I assume then you think these oysters close their shells for fun?
The article makes it clear that the oysters are not trying to avoid moon light. Whatever causes them to open and close their shells, is clearly not a fear of any danger in the light. It could easily be something as simple as more abundant food during the full moon, and less abundant during new moon, and they need to open wider when there's less food. There's zero evidence that they're afraid of moon light. And there's abundant evidence that people expose themselves to moon light with no ill effects.
Anomaly-hunting is not science.
It makes no such thing clear. It simply says that lack of the light does not affect them; this would make sense if it was a learned behavior or if it developed due to a queue that the danger would be likely to present itself. Perhaps tides.
The article states:
"So why would the oysters care about the phases of the moon? Laura Payton, a co-author of the study from the University of Bordeaux, tells Davis at The Guardian she has a guess. “We know that oysters open their valves when there is food,” she says, and previous research has shown that the movement of plankton, which oysters filter out of seawater and consume, is influenced by moonlight."
It mentions nothing about 'danger', 'harmful', whatever. You literally are making up the notion that "oysters are afraid of moonlight..." or the like based upon nothing.
It does mention nothing about that. But I am making up my "guess" as much so as she made up her "guess." Mine obviously fits within the argument I am making, and hers her argument. Funny enough, the fact that plankton is influenced by moonlight also supports my general hypothesis. As things are stated, we seem to be on even ground.
Not at all.
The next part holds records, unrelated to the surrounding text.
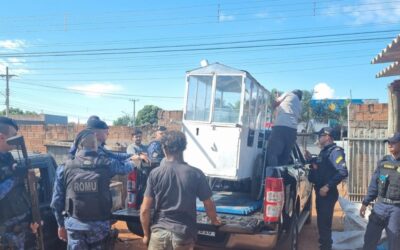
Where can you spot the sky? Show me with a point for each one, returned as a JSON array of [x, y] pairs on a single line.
[[83, 58]]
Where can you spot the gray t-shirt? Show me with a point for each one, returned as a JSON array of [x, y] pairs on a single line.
[[174, 188], [288, 111]]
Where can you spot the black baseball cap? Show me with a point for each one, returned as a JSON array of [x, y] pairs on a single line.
[[325, 131], [9, 122], [95, 123], [394, 138]]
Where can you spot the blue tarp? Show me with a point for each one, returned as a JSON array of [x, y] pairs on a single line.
[[232, 203]]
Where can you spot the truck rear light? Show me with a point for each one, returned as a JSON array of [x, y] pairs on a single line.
[[132, 190], [273, 199]]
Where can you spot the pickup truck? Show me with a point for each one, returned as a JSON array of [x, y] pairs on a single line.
[[45, 167], [264, 213], [45, 171]]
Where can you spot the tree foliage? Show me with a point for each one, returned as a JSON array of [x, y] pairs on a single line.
[[147, 115], [125, 120]]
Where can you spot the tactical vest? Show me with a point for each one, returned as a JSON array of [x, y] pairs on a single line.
[[16, 202], [88, 195], [389, 179], [326, 170]]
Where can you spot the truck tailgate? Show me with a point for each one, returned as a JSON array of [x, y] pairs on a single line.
[[232, 203]]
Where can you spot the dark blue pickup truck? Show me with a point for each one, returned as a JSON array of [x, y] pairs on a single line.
[[265, 212]]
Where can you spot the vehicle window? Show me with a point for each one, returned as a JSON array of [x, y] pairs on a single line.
[[198, 98], [246, 102], [227, 99], [43, 186], [253, 106]]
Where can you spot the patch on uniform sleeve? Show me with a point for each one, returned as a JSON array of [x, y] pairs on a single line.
[[388, 166]]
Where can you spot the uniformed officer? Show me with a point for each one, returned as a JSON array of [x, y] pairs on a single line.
[[385, 188], [81, 189], [154, 150], [14, 200], [326, 173], [101, 130]]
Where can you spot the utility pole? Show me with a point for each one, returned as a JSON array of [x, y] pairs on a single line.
[[134, 110], [7, 76]]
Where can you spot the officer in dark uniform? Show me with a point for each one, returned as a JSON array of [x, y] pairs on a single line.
[[81, 189], [327, 171], [14, 199], [385, 188], [100, 128], [154, 150]]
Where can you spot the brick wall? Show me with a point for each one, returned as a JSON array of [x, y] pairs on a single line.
[[36, 136], [368, 119]]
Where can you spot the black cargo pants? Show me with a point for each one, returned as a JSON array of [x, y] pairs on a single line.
[[325, 207]]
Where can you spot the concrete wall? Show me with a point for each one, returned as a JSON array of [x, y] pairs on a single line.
[[38, 135]]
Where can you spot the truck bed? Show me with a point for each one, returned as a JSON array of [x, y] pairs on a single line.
[[232, 203]]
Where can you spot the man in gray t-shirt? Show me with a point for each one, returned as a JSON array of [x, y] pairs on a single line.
[[173, 188], [284, 131]]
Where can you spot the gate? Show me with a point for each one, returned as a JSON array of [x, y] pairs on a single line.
[[365, 149]]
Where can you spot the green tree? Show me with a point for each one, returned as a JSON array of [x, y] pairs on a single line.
[[147, 115], [125, 120]]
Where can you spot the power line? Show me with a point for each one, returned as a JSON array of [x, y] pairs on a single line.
[[144, 50]]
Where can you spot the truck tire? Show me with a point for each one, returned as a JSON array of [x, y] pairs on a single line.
[[257, 178], [135, 228]]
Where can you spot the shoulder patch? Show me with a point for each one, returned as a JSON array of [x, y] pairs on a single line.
[[388, 166]]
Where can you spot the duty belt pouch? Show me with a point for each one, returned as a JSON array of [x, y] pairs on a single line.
[[378, 219]]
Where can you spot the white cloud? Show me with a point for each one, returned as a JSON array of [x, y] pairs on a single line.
[[97, 89], [262, 14], [323, 91], [16, 61], [12, 44], [375, 11], [224, 18], [367, 11]]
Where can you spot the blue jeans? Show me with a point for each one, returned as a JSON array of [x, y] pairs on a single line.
[[162, 239]]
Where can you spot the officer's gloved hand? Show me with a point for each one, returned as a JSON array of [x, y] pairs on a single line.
[[362, 210]]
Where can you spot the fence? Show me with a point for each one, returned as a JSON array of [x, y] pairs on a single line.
[[365, 148]]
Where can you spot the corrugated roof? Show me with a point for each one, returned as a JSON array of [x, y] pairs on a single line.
[[392, 70], [389, 54]]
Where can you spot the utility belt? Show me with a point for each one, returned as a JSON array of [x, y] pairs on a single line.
[[107, 242], [389, 201], [15, 229]]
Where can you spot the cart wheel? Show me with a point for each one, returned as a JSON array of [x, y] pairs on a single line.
[[257, 178]]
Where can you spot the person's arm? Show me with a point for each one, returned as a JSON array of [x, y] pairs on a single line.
[[58, 202], [211, 211], [121, 167], [145, 213]]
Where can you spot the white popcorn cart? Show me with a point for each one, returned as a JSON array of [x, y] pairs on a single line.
[[225, 112]]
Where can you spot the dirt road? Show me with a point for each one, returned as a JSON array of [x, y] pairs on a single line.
[[308, 236]]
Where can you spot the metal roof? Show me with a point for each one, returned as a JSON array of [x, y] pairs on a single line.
[[389, 54], [392, 70]]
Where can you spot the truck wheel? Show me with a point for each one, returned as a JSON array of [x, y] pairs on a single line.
[[135, 228], [257, 178]]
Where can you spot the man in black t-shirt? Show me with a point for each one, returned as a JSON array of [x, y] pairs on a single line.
[[173, 188]]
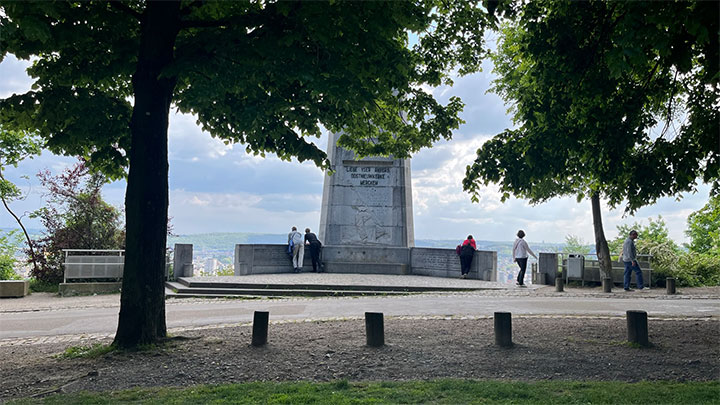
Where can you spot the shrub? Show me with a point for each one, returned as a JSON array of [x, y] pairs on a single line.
[[76, 217], [8, 246], [7, 270]]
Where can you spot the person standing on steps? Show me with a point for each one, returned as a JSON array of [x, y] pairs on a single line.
[[315, 245], [629, 258], [298, 253], [520, 255], [467, 252]]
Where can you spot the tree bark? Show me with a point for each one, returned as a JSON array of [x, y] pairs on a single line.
[[142, 303], [601, 246]]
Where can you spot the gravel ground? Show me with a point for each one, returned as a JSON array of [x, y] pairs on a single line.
[[559, 348]]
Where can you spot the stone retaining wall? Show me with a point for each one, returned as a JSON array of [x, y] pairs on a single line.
[[269, 258]]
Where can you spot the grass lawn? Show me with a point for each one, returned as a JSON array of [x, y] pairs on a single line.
[[410, 392]]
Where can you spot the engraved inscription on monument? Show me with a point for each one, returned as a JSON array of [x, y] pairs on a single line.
[[367, 202]]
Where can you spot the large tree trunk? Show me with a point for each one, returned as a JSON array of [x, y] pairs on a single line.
[[142, 304], [601, 246]]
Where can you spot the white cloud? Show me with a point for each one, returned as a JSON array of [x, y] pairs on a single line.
[[219, 188]]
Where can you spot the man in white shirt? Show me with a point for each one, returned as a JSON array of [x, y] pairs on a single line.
[[629, 258], [298, 253], [520, 252]]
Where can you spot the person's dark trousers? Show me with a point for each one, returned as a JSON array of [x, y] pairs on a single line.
[[629, 268], [522, 262], [465, 263], [315, 255]]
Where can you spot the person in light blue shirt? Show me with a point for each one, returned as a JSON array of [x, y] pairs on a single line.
[[298, 252], [629, 258]]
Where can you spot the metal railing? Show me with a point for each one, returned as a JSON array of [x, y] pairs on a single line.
[[97, 264]]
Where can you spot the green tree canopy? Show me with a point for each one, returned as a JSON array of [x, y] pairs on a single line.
[[265, 74], [612, 99], [16, 146]]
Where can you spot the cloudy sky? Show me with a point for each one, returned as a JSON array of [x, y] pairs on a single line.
[[219, 188]]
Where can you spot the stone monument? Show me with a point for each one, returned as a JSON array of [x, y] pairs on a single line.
[[366, 202], [366, 226]]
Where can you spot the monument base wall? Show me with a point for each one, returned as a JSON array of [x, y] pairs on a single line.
[[269, 259]]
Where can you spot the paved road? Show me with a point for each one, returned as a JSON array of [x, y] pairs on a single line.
[[97, 316]]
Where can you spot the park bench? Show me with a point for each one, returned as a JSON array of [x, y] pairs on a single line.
[[82, 265]]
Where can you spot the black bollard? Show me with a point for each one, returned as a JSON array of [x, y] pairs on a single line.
[[503, 329], [260, 321], [637, 327], [374, 329], [607, 284]]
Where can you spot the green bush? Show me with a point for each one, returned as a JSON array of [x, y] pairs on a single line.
[[7, 270], [43, 286]]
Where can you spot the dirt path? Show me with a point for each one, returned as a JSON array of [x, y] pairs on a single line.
[[566, 348]]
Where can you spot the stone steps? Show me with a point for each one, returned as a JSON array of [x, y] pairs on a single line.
[[193, 288], [181, 290], [345, 287]]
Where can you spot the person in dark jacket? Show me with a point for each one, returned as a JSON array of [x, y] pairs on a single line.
[[467, 252], [314, 243]]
You are claiming that moonlight is dangerous to people, and supporting this with an observation about bivalve mollusks.
However, I applaud your honesty in admitting that you are just guessing. One of the hallmarks of pseudoscience is to make an observation for which there is not a clear understanding, and concluding that some explanation out of left field with no evidence at all must be the true one. The classic example is, "I saw a light in the sky. If you can't tell me exactly what it was, then it must have been a flying saucer from the planet Bogash 12 with extraterrestrial squirrels who are here to steal coconuts."
In this case, you note a correlation between oysters and the phases of the moon, and you assert that it must mean that moon light is harmful. A thousand other explanations are more likely.
You also employ the false-equivalents fallacy when you say that your theory that oysters are afraid of moon light is equal to Payton's theory that they respond to the presence of plankton.